In business management, there are often two terms that, although visibly different, are often confused or misunderstood. These concepts are process and project. Projects are sets of tasks that are carried out only once to achieve the objectives, while processes are sets of stages that are repeated periodically to obtain the same result.
Often, the only way for many companies to get additional resources is through projects. Over time, this budget is used in routine and repetitive work, so they continue to manage the budget designed for the project in the processes. Therefore, the first basic rule to keep in mind in the distinction between project and process is that the project has a beginning and an end, while the process repeats itself over and over again like a cycle.
What is a project?
A project is a set of tasks that must be completed to achieve a goal. It represents an effort to achieve something that cannot be done on a regular basis in current daily tasks. Projects have a defined scope and deadline. An example of a project is the creation of a website.
The projects present some relevant advantages, such as:
- They have a previously defined budget, without unexpected costs.
- They streamline teamwork.
- The results are expected, so the uncertainty is reduced.
- They have an end date, which makes it easy to execute each stage.
What is a process?
A process is a previously established procedure that is divided into phases and repeated to meet certain objectives. Processes have a beginning, a middle, and an end, and are present in various business operations that are carried out regularly. Examples of a process are hiring staff for a particular area, writing articles for the website already created, and developing a business proposal for a customer.
Processes offer the following advantages to the business sector:
- Greater control of results.
- Better perspective and visibility of employees.
- Identification of bottlenecks.
- Clearly defined and structured workflows.
- Data-driven actions.
Differences between process and project.
There are several specific differences between a project and a process. The different management of time in each one is one of them, but there are also others no less important that could clarify the difference between the two.
1. An innovation or improvement is a project, while routine work operations involve processes.
A project is a temporary endeavor to produce a unique good, deliverable, or service. To carry out the project, a team trained in the skills and competencies required to carry it out is brought together. When the project is finished, the team generally disintegrates and each member returns to their corresponding area. In case the team continues to work, the project, by becoming iterative, would cease to be a project and become a process.

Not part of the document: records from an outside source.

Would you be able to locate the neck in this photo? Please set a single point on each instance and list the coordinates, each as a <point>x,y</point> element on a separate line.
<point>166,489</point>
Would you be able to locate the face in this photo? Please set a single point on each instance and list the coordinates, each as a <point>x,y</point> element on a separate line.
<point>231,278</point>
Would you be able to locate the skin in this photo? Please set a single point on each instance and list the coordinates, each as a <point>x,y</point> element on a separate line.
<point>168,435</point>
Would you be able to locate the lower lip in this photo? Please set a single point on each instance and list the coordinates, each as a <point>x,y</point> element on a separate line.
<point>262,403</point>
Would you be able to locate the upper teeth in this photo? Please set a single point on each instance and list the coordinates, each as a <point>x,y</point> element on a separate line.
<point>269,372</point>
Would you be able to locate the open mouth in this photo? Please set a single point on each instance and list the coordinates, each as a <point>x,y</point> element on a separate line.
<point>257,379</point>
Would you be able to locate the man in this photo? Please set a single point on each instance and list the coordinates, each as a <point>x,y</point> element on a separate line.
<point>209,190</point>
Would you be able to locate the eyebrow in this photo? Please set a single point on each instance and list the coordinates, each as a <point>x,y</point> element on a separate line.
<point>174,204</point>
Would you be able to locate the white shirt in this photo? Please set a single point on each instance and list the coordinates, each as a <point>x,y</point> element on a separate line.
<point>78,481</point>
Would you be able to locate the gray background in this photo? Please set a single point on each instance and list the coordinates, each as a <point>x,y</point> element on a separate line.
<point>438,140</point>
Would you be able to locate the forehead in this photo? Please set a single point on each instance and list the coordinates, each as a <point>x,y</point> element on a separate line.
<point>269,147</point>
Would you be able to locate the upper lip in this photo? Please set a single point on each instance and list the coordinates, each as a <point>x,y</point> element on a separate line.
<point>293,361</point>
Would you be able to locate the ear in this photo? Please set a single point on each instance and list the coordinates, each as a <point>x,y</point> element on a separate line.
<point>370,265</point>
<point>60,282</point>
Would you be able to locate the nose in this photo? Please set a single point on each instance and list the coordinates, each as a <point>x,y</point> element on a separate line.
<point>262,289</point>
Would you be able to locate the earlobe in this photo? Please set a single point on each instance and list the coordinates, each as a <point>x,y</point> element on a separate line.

Instead, a process is a more ongoing effort that results in a repeatable product or deliverable, although it may require some changes from time to time. For each process carried out, the same product is obtained. As the process is permanent, the people who carry it out execute the same set of tasks each time.
2. Projects require project management, while processes require process management.
Using project management to manage processes is the wrong decision because every company should already have an annual budget for processes, as it allows more real-time visibility, perhaps, than projects. To avoid making mistakes that confuse these two terms, project management is devoted to managing projects, while process management, also known as BPM, is aimed at managing processes.
Often, some projects derive from processes, since they present a certain set of activities or tasks that deserve adaptation in a cycle. The more projects adapt to processes, the less risk, and the more efficiency will be achieved in the periodic results.
Relationship between a project and a process
Both a project and a process are interrelated sets of activities that transform inputs into products or services. In this set of activities, projects include different activities, never before carried out by the company. Processes are another set of interrelated and dependent activities that are repeated over time.
Both assets must be properly managed to achieve results in line with expectations while taking into account the differences between one and the other. Therefore, when thinking about a project, a large budget will be needed to invest only once, on the other hand, in daily processes the budget is always the same or similar and is lower in proportion to what is invested in a project.
Although they look quite similar, projects and processes are not the same. Essentially, the difference between a project and a process is that the project is a set of interrelated activities that are carried out only once, that uses resources aimed at obtaining an improvement or innovation result. A process is a set of interrelated activities that are performed repeatedly to achieve a predictable result. Both projects and processes are necessary to achieve the objectives of a company, only that projects are oriented to growth, while processes provide stability and efficiency.